Perfil | Kika Carvalho

Conhecer recentemente o trabalho de Kika Carvalho é mais uma das boas novas que a internet nos trouxe. O nome de Kika, porém, chegou até nós através de uma palestra de Rosana Paulino no MASP, em que a artista – citada aqui nesta entrevista como uma das maiores influências no trabalho de Kika –, fala sobre os desafios contemporâneos de artistas negras no Brasil e apresenta uma série de jovens artistas, dentre elas, Kika Carvalho.

Nascida em 1992, na cidade De Vitória- ES, onde vive, Kika Carvalho graduou-se em Artes Visuais na Universidade do Espirito Santo. Sua trajetória como artista visual começou através do grafitti, tornando-se uma referência na cena nacional a partir da criação do Coletivo DasMina (2012), e do FEME - Festival de Mulheres no Graffiti (2016). Sua pesquisa atual porém, tem como foco a construção de novas narrativas, voltando sua atenção à elementos que compõem um movimento de retorno, buscando a força presente em sua ancestralidade. Em suas palavras, seu trabalho parte de uma “busca pessoal enquanto mulher negra que reverbera em muitas vivências coletivas sobre o que é ser negro no Brasil.”

Para além de sua atuação como artista visual, através da arte-edução Kika busca retribuir de alguma forma as oportunidades que recebeu enquanto criança. Por isso, seu trabalho enquanto educadora social é um aspecto bastante marcante de sua formação e trajetória. Além de trabalhar em instituições de arte como arte-educadora, Kika criou também o Projeto Pique Pintar que, em 2019, convidou crianças e adolescentes do Morro do Quadro (Vitória-ES) a participarem na elaboração e execução de pinturas em muros e equipamentos coletivos da comunidade. Além de reforçar o protagonismo das crianças e adolescentes enquanto sujeitos ativos, o projeto visava criar também um sentimento de pertencimento.

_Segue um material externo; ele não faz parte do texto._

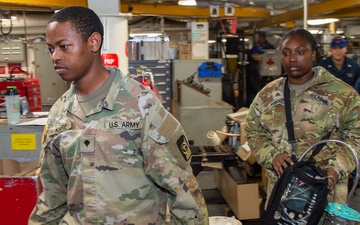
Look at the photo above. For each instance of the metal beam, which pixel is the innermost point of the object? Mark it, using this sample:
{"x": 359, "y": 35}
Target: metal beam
{"x": 189, "y": 11}
{"x": 314, "y": 10}
{"x": 40, "y": 4}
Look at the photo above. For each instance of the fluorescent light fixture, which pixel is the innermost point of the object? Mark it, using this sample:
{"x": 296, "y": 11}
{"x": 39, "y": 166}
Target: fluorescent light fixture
{"x": 315, "y": 31}
{"x": 187, "y": 2}
{"x": 322, "y": 21}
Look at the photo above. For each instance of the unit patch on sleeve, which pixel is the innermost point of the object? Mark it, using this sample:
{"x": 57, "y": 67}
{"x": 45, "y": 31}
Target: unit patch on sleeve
{"x": 184, "y": 147}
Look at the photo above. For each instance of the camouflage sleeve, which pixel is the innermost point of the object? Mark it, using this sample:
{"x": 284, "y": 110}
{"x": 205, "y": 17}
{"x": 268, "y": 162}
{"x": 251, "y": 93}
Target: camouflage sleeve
{"x": 51, "y": 204}
{"x": 167, "y": 163}
{"x": 258, "y": 141}
{"x": 349, "y": 128}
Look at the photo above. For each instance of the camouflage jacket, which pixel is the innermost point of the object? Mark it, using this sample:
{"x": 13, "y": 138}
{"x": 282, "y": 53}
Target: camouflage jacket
{"x": 121, "y": 164}
{"x": 326, "y": 104}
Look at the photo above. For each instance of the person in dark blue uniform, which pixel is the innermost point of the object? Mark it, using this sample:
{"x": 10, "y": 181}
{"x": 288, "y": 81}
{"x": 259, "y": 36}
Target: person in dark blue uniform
{"x": 339, "y": 65}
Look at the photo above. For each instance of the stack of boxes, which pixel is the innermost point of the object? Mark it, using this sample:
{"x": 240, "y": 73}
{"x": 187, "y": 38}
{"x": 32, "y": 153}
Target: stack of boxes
{"x": 29, "y": 88}
{"x": 199, "y": 47}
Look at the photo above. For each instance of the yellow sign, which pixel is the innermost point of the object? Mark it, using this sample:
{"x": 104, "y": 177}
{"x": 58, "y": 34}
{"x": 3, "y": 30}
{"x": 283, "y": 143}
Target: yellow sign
{"x": 23, "y": 142}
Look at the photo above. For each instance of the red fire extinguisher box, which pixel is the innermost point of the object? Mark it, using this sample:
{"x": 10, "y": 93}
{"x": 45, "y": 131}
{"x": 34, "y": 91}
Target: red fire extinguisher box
{"x": 19, "y": 189}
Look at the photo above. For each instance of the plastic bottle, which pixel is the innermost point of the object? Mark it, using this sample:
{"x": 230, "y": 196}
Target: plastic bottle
{"x": 12, "y": 102}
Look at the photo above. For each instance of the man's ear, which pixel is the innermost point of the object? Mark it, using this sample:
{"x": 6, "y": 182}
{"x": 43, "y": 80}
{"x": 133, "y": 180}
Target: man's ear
{"x": 95, "y": 42}
{"x": 313, "y": 56}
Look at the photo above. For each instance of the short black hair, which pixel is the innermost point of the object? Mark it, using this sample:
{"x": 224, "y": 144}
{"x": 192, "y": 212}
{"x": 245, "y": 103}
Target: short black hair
{"x": 305, "y": 34}
{"x": 261, "y": 34}
{"x": 84, "y": 21}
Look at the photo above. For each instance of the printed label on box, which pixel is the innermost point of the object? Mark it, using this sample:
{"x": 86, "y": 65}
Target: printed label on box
{"x": 23, "y": 142}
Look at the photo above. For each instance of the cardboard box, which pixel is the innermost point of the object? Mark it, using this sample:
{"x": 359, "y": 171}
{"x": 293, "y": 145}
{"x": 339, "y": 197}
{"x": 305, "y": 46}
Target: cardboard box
{"x": 184, "y": 47}
{"x": 19, "y": 189}
{"x": 243, "y": 199}
{"x": 184, "y": 50}
{"x": 184, "y": 55}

Conhecer mais sobre seu trabalho foi muito enriquecedor para nós e esperamos que seja também para todos que lerem a entrevista.

Kika Carvalho em sua casa, em Vitória-ES, 2020.

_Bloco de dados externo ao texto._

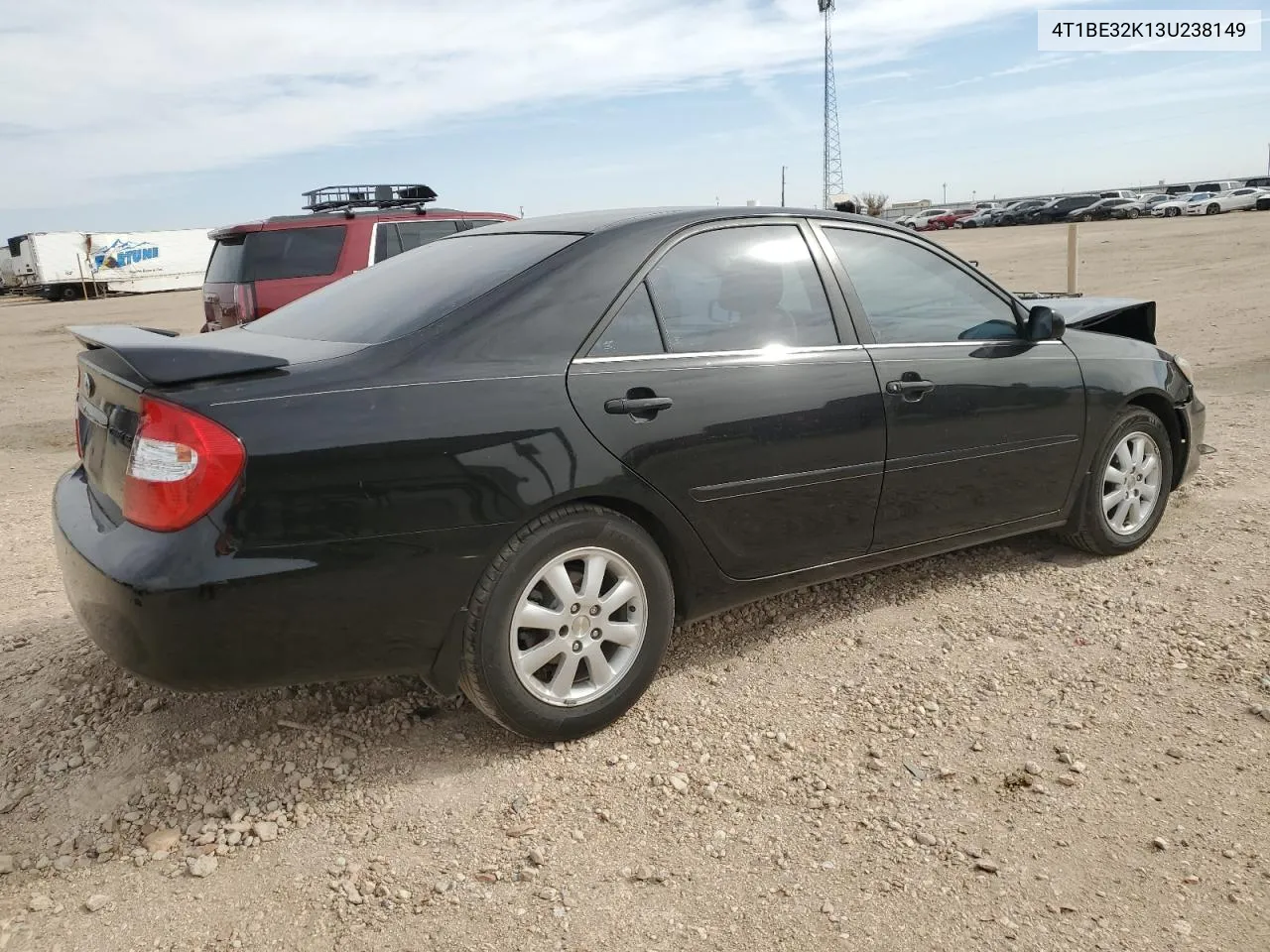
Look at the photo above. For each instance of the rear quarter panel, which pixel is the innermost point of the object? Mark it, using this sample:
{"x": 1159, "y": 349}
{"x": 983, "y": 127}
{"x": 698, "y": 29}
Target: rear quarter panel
{"x": 1118, "y": 371}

Kika Carvalho em sua casa, em Vitória-ES, 2020.

Você pode contar um pouco sobre sua formação e trajetória? Como se deu a escolha de trabalhar como artista?
Desenho desde criança, aos 12 anos participei de uma oficina de animação dentro de um projeto que acontecia em escolas públicas, eram 150 crianças envolvidas, e acabei me destacando. Quando a animação foi receber uma de suas premiações em um festival de audiovisual em Aracaju-Sergipe me enviaram como uma das representantes. Foi a minha primeira viagem de avião, fiquei em um hotel de luxo e aprendi jogar sinuca com Cláudio Assis. Tudo isso era inimaginável para a realidade de onde venho. A partir daí passei a olhar com mais seriedade pra o “gosto” que eu tinha em desenhar e continuei. Aos 17 anos, terminando o ensino médio me inscrevi em uma oficina gratuita de graffiti na minha cidade afim de aprender a utilizar mais cores no desenho e de forma muito orgânica fui ocupando os muros da minha cidade. Em paralelo a isso, prestei vestibular pra Artes Visuais - licenciatura na UFES – Universidade Federal do Espírito Santo e passei. Desde então tenho conciliado meu fazer artístico, com trabalho em educação. 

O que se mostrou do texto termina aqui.